Without doubt, every business needs a go-to-market (GTM) strategy. Prepared with rigour and attention to detail, it will act as your blueprint for doing business, providing both the foundation and direction for all key business imperatives, from revenue and sales to marketing and partners, focusing on individual teams and cross-functional departments.
Typically drawn up as multi-year plans, many organizations also break GTM plans down into ‘living’ documents that are continually updated, revised and adapted on the basis of experience and as a result of business performance.
Key points to consider when crafting a GTM plan include some basic, but critical questions, such as: “What is the compelling reason for starting my business?”, “How well do I understand and address the current needs of my market?”, and “Do I have a good understanding of how to reach my customers with the right message at the right time?”
As a result– and without exception, GTM planning should always be based on market research, and whether you are doing it yourself or relying on third party analysis, it is critical to understand the market for what you are selling or providing.
An important part of this process is what I refer to as the ‘reverse waterfall’. For instance, if you generate x number of leads, how many sales will that generate, and how many does it need to generate to deliver break-even performance and profit? From there, you can start to understand how your business can focus on growth targets and what you might need to do to get there. It is basic planning, but absolutely vital and can help you understand whether your plans are viable.

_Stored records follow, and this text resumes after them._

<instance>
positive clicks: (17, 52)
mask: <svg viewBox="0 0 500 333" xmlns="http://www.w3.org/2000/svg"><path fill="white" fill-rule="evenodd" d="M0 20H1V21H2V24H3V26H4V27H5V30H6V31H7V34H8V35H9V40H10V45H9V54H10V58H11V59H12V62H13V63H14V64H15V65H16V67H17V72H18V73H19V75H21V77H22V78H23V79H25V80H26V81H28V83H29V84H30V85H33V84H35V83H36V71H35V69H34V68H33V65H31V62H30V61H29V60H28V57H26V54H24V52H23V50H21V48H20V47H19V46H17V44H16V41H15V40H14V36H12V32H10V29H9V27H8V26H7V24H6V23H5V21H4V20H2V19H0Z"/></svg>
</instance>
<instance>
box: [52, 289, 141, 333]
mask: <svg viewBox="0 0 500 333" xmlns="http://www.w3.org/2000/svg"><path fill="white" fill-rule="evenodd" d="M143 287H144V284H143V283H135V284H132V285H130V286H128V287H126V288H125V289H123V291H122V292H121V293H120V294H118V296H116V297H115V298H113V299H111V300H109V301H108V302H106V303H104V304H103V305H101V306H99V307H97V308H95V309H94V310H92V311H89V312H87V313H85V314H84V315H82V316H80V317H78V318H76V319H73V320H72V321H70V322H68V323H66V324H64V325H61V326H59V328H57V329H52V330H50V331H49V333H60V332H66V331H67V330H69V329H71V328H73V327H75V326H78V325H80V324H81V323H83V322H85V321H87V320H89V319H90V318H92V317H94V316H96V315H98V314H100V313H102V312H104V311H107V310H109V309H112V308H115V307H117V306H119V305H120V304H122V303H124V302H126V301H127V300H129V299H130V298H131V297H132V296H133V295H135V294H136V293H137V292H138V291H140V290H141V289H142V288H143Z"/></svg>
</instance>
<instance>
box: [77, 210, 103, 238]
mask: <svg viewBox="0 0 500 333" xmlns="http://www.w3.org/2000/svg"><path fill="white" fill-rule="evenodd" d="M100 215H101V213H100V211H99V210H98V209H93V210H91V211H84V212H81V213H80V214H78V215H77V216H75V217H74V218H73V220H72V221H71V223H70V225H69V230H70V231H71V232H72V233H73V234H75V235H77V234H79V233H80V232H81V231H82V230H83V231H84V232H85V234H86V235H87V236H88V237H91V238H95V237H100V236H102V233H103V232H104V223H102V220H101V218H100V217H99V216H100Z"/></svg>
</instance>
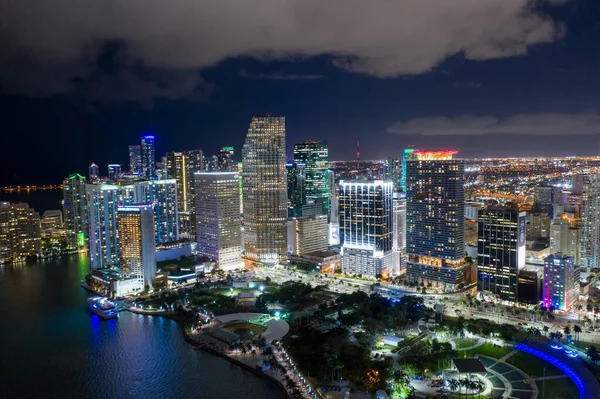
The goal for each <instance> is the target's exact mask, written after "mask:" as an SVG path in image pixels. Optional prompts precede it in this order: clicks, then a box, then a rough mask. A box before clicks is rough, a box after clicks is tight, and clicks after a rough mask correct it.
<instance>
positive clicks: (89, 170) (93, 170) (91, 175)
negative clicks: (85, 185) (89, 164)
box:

As businesses grow, many organizations, particularly those that are established in their domestic markets, find they need a GTM plan for international expansion. It’s not uncommon to supplement market research and analysis by making a prudent investment in a first overseas market. U.S. businesses looking to Europe, for example, often view the UK as a logical place to begin; there are many shared cultural norms, obvious language advantages, and a focused initial investment can de-risk the process and help ambitious businesses gain invaluable experience in a new market.
Another tried and tested GTM tactic for many businesses looking to expand and reach their potential is to work with partners. Whether the model requires the use of a distribution partner, a value-added reseller or a referral partner, building a mutually beneficial partner ecosystem can turbo-charge business growth, help spread risk and scale resources. But again, planning is key – what constitutes an ideal partner, for instance? Are they active in the target market and is your business model attractive enough to make cooperation worthwhile for both parties?

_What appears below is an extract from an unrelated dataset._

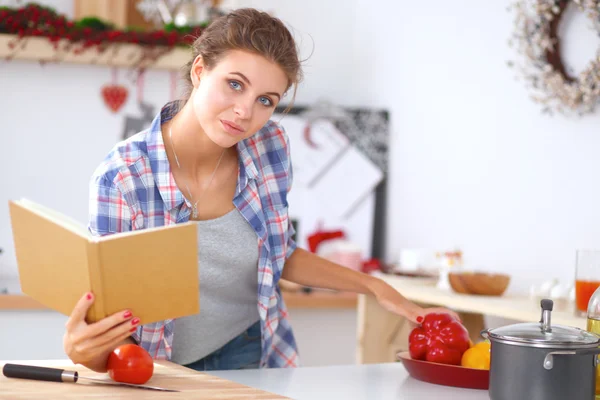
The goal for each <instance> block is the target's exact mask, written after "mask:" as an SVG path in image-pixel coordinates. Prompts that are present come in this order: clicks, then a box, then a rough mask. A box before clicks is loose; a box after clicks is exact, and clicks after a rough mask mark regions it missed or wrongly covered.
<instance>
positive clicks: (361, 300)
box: [357, 273, 586, 364]
mask: <svg viewBox="0 0 600 400" xmlns="http://www.w3.org/2000/svg"><path fill="white" fill-rule="evenodd" d="M374 275H375V276H377V277H379V278H381V279H383V280H384V281H386V282H387V283H388V284H390V285H391V286H392V287H393V288H394V289H396V290H398V291H399V292H400V293H402V295H404V296H405V297H406V298H408V299H410V300H412V301H414V302H416V303H418V304H420V305H422V306H424V307H440V306H441V307H447V308H450V309H453V310H455V311H457V312H459V314H460V315H461V318H462V319H463V324H464V326H465V327H466V328H467V330H468V331H469V334H470V336H471V340H473V341H474V342H477V341H480V340H483V338H482V337H481V335H480V332H481V330H482V329H483V328H484V319H483V317H484V316H491V317H500V318H506V319H510V320H514V321H520V322H536V321H539V320H540V317H541V307H540V301H539V300H535V299H531V298H529V297H528V296H519V295H508V294H505V295H503V296H477V295H467V294H460V293H456V292H454V291H452V290H442V289H438V288H437V287H436V286H435V281H431V280H423V279H419V278H417V279H415V278H407V277H398V276H395V275H386V274H382V273H377V274H374ZM511 323H512V322H511ZM552 323H553V324H561V325H567V326H573V327H578V328H581V329H585V328H586V319H585V317H580V316H576V315H575V313H574V306H573V304H572V303H555V304H554V310H553V311H552ZM412 328H414V326H413V325H412V324H410V323H408V322H407V320H406V319H404V318H402V317H400V316H398V315H396V314H392V313H391V312H389V311H387V310H384V309H383V308H382V307H381V306H380V305H379V303H377V301H376V300H375V299H374V298H373V297H372V296H365V295H360V296H359V301H358V332H357V336H358V346H357V361H358V363H360V364H373V363H384V362H391V361H394V360H395V356H396V353H398V352H399V351H406V350H408V335H409V334H410V332H411V330H412Z"/></svg>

But wherever you are located and however you are building your business, the voice of the customer is very important in ensuring the relevance and accuracy of a GTM plan, and this may vary considerably from country to country. And while it may make for difficult reading, look closely at feedback from customers – listen to them and address any issues. This kind of feedback can help business leaders adjust their GTM planning and avoid costly mistakes in the future.
By putting these components together, businesses can significantly improve their chances of success whatever stage of development they are at. From start-ups looking at getting an exciting new venture off the ground, to well established brands that need help to take on new international opportunities, GTM planning helps organizations make pragmatic, well informed decisions and stay in control of their own destiny.